Among the book's most bittersweet passages are the ones that address her relationship with Tracy.
"Whenever Kate spoke to me about Spencer Tracy," Berg wrote, "I couldn't help thinking he was a textbook alcoholic and she a classic enabler. It pained me to think of her stuck in a role of such powerlessness."
Berg paints Tracy as a sad, lonely figure, while Hepburn, he writes, was supportive "in ways that sometimes forced her to be servile, patient to an extreme that often left her patronized.... She was periodically subject to his humiliations, occasionally in front of others." As one example, Berg said, on the set or at home, she "often sat, literally, at his feet."
Berg once suggested to Hepburn that part of the reason her career had flourished and endured was because of her romantic image. "Christ," Hepburn replied. "I'm not romance. That's Marilyn [Monroe]."
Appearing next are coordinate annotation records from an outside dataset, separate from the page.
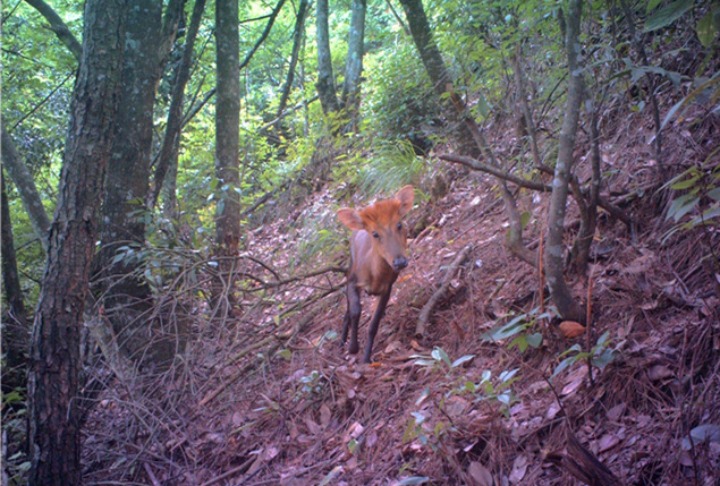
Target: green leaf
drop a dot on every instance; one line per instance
(652, 4)
(681, 206)
(714, 194)
(507, 375)
(524, 219)
(413, 480)
(686, 183)
(461, 360)
(439, 354)
(520, 342)
(564, 364)
(534, 339)
(667, 15)
(505, 331)
(706, 29)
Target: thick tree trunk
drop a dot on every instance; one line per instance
(127, 295)
(465, 132)
(353, 63)
(326, 80)
(227, 122)
(54, 380)
(15, 335)
(168, 157)
(25, 185)
(554, 248)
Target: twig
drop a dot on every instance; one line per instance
(424, 317)
(151, 475)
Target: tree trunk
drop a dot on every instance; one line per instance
(54, 381)
(127, 295)
(326, 80)
(464, 133)
(227, 122)
(15, 328)
(353, 63)
(168, 156)
(25, 185)
(554, 248)
(297, 43)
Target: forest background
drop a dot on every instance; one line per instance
(173, 268)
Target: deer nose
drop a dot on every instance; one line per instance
(399, 263)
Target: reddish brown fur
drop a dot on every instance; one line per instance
(377, 250)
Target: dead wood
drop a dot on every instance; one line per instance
(583, 465)
(424, 318)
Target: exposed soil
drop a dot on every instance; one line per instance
(263, 398)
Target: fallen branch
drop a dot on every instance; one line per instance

In other moving passages, Berg describes Hepburn's last years and chronicles her mental and physical decline, once even broaching the subject of suicide with the actress. He writes that he leaned in close and told her, " 'If you're ready to go now, the best thing you can do is just keep up what you are doing. Don't eat. Starve yourself. Just don't eat.'
"Suddenly, her head snapped in my direction, and her eyes burned into mine. With her right hand she grabbed mine and put it on her left forearm. 'I'm not weak,' she said, shaking her flexed arm for me to feel. It was unbelievably firm. 'I'm not dying,' she said. 'I'm strong.' "
Although it was announced that Hepburn had died of natural causes, Berg said that when he last saw her on May 30, she was suffering from a large, very aggressive and hard tumor on her neck. "Various medical options had been considered; and after factoring in her age and diminished quality of life, it was decided to let nature take its course.... Nurses were administering over-the-counter drugs to quell any pain."
Berg also discusses Hepburn's regret at making a vow back in 1934 that she would never attend the Academy Awards ceremony as a nominee. Hepburn was a four-time Oscar winner.
Berg, who lives in Los Angeles, won a Pulitzer in 1999 for "Lindbergh"; he also wrote the bestselling biographies "Max Perkins," and "Goldwyn."